The MATK tyrosine kinase interacts in a specific and SH2-dependent manner with c-Kit.

We have cloned a protein tyrosine kinase, MATK, which is expressed abundantly in megakaryocytes and the brain. We investigated whether MATK participates in the c-Kit ligand/stem cell factor (KL/ SCF) signaling pathway in the megakaryocytic cell line CMK. After KL/ SCF stimulation, five major proteins of molecular masses of 145, 113, 92, 76, and 63 kDa were rapidly and transiently tyrosine-phosphorylated in a time-dependent manner, peaking within 5 min, and returning to basal levels within 60 min. To study the role of MATK in the KL/ SCF signaling pathway, glutathione S-transferase ( GST) fusion proteins containing SH2 and SH3 domains of MATK were cloned, expressed in Escherichia coli, and purified. MATK-SH2, but not MATK-SH3, precipitated the tyrosine-phosphorylated c-Kit (molecular mass of 145 kDa) in KL/ SCF- stimulated CMK cells. Other GST fusion proteins containing the SH2 domain of p85 of phosphatidylinositol 3-kinase, phospholipase C gamma-1, and ras-GAP also precipitated c-Kit.
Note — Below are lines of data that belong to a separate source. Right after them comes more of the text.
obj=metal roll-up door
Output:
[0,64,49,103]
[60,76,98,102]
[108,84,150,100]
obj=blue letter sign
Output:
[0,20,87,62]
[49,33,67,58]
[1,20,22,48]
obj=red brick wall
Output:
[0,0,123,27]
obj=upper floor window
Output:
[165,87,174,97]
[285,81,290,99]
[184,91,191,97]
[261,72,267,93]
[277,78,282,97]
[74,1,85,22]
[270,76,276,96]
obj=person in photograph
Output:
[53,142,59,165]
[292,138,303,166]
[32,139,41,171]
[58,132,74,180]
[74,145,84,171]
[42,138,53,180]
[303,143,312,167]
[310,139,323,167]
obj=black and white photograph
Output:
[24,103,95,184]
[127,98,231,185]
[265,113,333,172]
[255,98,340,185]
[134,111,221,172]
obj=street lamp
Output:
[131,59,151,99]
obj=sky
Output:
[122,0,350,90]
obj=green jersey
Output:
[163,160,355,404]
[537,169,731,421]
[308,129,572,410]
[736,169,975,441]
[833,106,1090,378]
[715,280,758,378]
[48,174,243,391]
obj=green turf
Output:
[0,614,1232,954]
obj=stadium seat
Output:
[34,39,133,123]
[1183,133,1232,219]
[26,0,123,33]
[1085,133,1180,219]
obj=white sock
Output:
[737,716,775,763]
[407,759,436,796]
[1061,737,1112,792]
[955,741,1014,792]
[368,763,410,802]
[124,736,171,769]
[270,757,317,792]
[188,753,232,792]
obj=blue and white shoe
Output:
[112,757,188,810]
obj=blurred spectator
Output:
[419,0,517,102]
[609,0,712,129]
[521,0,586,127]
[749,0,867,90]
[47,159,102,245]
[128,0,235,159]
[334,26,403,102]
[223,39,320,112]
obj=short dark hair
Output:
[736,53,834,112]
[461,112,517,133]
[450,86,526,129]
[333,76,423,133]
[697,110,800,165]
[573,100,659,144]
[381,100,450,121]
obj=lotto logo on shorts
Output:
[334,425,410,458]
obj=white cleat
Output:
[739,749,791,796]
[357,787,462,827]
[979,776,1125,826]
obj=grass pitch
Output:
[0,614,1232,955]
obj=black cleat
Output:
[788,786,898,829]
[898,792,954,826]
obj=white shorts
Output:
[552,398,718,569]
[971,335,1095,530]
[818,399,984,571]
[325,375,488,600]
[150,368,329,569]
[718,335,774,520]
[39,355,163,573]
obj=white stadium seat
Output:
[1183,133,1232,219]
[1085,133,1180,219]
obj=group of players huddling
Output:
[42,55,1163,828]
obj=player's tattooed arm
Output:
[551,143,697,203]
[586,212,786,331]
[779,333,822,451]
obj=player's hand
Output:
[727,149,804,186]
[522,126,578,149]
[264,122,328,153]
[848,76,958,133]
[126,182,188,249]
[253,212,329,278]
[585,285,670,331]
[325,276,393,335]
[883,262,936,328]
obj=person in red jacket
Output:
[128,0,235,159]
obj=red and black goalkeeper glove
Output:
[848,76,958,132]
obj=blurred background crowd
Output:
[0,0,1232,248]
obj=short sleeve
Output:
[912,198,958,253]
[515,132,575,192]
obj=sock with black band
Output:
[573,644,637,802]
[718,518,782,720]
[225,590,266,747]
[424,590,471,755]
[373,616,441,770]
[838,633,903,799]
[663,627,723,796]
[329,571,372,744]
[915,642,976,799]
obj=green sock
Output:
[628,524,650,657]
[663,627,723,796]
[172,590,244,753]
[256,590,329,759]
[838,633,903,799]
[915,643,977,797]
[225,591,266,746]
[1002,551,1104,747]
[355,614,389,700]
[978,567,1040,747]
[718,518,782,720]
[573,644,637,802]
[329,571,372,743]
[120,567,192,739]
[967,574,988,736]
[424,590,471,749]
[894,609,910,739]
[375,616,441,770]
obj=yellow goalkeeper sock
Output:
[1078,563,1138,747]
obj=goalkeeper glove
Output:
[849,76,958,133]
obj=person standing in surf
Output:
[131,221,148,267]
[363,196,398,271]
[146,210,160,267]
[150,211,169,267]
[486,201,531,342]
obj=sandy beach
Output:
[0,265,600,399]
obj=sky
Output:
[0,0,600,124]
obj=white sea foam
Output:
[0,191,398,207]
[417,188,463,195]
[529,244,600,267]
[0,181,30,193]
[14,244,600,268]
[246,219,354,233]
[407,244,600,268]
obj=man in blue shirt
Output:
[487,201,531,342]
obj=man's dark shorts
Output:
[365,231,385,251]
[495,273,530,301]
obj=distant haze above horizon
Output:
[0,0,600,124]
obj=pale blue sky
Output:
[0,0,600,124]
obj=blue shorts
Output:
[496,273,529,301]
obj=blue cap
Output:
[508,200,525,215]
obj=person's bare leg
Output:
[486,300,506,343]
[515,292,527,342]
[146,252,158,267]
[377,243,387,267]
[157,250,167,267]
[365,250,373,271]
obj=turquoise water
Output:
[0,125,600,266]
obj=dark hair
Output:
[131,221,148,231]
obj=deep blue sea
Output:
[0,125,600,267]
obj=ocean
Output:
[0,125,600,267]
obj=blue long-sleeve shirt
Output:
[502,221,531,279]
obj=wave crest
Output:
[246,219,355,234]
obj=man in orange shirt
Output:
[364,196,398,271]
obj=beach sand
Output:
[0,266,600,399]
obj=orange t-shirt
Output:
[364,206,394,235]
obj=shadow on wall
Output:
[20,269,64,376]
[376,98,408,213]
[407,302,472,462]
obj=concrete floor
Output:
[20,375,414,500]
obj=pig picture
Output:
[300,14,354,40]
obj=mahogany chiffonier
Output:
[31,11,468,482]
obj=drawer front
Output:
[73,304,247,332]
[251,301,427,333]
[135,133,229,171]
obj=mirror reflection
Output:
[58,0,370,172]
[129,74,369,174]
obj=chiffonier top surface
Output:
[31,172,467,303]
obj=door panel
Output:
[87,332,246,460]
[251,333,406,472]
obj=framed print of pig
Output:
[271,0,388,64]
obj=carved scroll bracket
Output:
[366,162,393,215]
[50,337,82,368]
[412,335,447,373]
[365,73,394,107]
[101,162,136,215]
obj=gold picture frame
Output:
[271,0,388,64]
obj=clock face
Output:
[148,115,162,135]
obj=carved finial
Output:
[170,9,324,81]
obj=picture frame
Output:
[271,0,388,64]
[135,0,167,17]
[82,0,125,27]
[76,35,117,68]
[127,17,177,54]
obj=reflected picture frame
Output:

The tyrosine-phosphorylated c-Kit was co-immunoprecipitated with anti-MATK and anti-p85 antibodies in KL/ SCF- stimulated CMK cells, but not in granulocyte-macrophage colony stimulating factor or interleukin-6-stimulated cells, suggesting receptor specificity. These results indicate that MATK associates with the c-Kit receptor following specific stimulation by KL/ SCF via its SH2 domain and likely participates in transduction of growth signals induced by this cytokine in megakaryocytes.[1]

References

  1. The MATK tyrosine kinase interacts in a specific and SH2-dependent manner with c-Kit. Jhun, B.H., Rivnay, B., Price, D., Avraham, H. J. Biol. Chem. (1995) [Pubmed]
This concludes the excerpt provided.